I found that if immediately after dropping the clutch, I got both legs in position so that my lower calves were braced into the front curve of the floorboards, then my feet approximately doubled the holding power of the front brake ( more of a commentary on the weakness of the front brake than the strength of my legs). Once my feet were planted I could feel the rear tire stop trying to grab and looking down I could see the smoke start to roll off the tire. When I felt like I had put on enough of a show, I would let go of the front brake as I sat down on the seat and let it walk out of the water box. Then I had to very quickly get the clutch in and the rear brake on (without letting my pant leg get sucked into the velocity stack) before crossing the starting line. I was also using the front brake at this time, but like I said, it was not a lot of help. After that lengthy description, it frankly doesn't sound like something a person should try to do. Guess its lucky I didn't try to describe it before doing it.

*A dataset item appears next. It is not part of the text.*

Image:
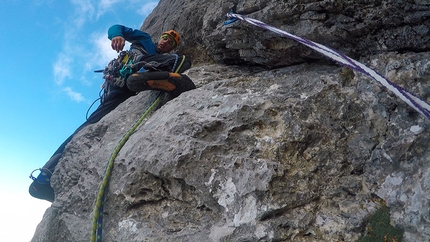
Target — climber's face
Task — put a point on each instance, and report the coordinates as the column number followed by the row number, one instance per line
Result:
column 164, row 45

Even a normal burn out on a late model street bike is usually enough to get the blood pumping, so as can be imagined, my adrenaline was flowing pretty good by the time I was ready to stage the old Knuckle. Bringing the rpm up to 3500 for the launch proved to be just about ideal giving no engine bog, a little air under the front tire, and just a little tire spin. As usual, banging 2nd gear would momentarily lift the front tire again. With my chin down on the tachometer and my right leg pulled back to clear the velocity stack, each time I hit another gear it would slide me back an inch or two on the big old Harley solo saddle. By the second or third pass I had realized I was better off winding out 3rd gear rather than shifting into 4th just before the finish line. If that description sounds like I was going really fast, well...I wasn't. My best time of the evening was 10.221 seconds and 67.02 mph on the eighth mile track. How could it have been so much fun at such slow speeds?

Left: the Knuck

There was not a huge turn out of bikes, so there was little or no waiting to make passes during time trials. I think I made more than 10 passes with plenty of time for the bike to cool down a little after about every third pass. Happily this was an eighth mile track so the little 61" was not humiliated as much as if it had been a full quarter. Surprisingly, many of the other bikes did not pass me until I was already in 2nd gear. Most likely they were spinning their tire off the line much more than I was.

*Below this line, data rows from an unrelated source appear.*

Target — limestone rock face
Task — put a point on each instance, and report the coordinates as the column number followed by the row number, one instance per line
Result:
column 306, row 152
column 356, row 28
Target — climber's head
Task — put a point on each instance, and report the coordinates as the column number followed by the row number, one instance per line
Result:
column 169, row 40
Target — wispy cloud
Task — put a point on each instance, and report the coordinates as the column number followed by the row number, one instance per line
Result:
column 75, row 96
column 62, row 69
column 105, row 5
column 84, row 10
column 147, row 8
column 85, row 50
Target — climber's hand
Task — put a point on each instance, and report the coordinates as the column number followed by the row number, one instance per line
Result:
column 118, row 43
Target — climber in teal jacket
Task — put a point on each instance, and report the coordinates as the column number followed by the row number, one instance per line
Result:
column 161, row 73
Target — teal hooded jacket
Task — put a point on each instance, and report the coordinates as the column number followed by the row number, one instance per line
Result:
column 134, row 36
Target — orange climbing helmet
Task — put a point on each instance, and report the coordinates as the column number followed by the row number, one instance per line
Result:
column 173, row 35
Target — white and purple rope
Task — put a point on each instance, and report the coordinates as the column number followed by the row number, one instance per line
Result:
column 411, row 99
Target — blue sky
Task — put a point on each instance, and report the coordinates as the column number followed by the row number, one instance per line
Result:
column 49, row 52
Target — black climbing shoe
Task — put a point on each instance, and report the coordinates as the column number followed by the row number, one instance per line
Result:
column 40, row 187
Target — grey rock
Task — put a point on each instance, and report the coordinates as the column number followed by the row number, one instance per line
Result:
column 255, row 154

My reaction times on the starting lights were another bright spot of the evening. I never did have great reaction times like a few racers I know. Since retiring from the pro ranks with its accompanying "pro tree" I had blamed it on not being able to adapt to a sportsman tree. Of course that was not really the case since my reaction times on a pro tree had always left something to be desired. This night however my reaction times were better than they ever have been with my best being a .006! Seems unlikely that old age would bring better reaction times, so maybe it was the extra adrenaline from the whole foot clutch scenario.

Right: Crazy John with his traction challanged 145 inch was
runner up in the 7.0 class
Eliminations consisted of index racing with a class every .5 second starting with a 7.0 class, then a 7.50 class and so forth up to a 9.50 and slower class. Jason had hoped for enough bikes to break the classes down to every .25 second rather than .5 but the turnout just did not justify it. Since my bike was the slowest one there (I only beat one bike to the finish line all night, and that was because he bogged his engine at the starting line; I did however win a few by opponents red lighting) the eliminations were a bit anticlimactic for me. However, Ken Mlsna, the service manager from American Thunder (next door to my shop) took second in the 9.0 class with his Shovelhead, and Denny Perrier, one of our customers, won the 8.50 class on his hot Panhead.

Right: Denny on left and Ken on right

All in all, a great time was had by everyone, and for me personally it will be even harder to keep myself from doing something stupid for next year!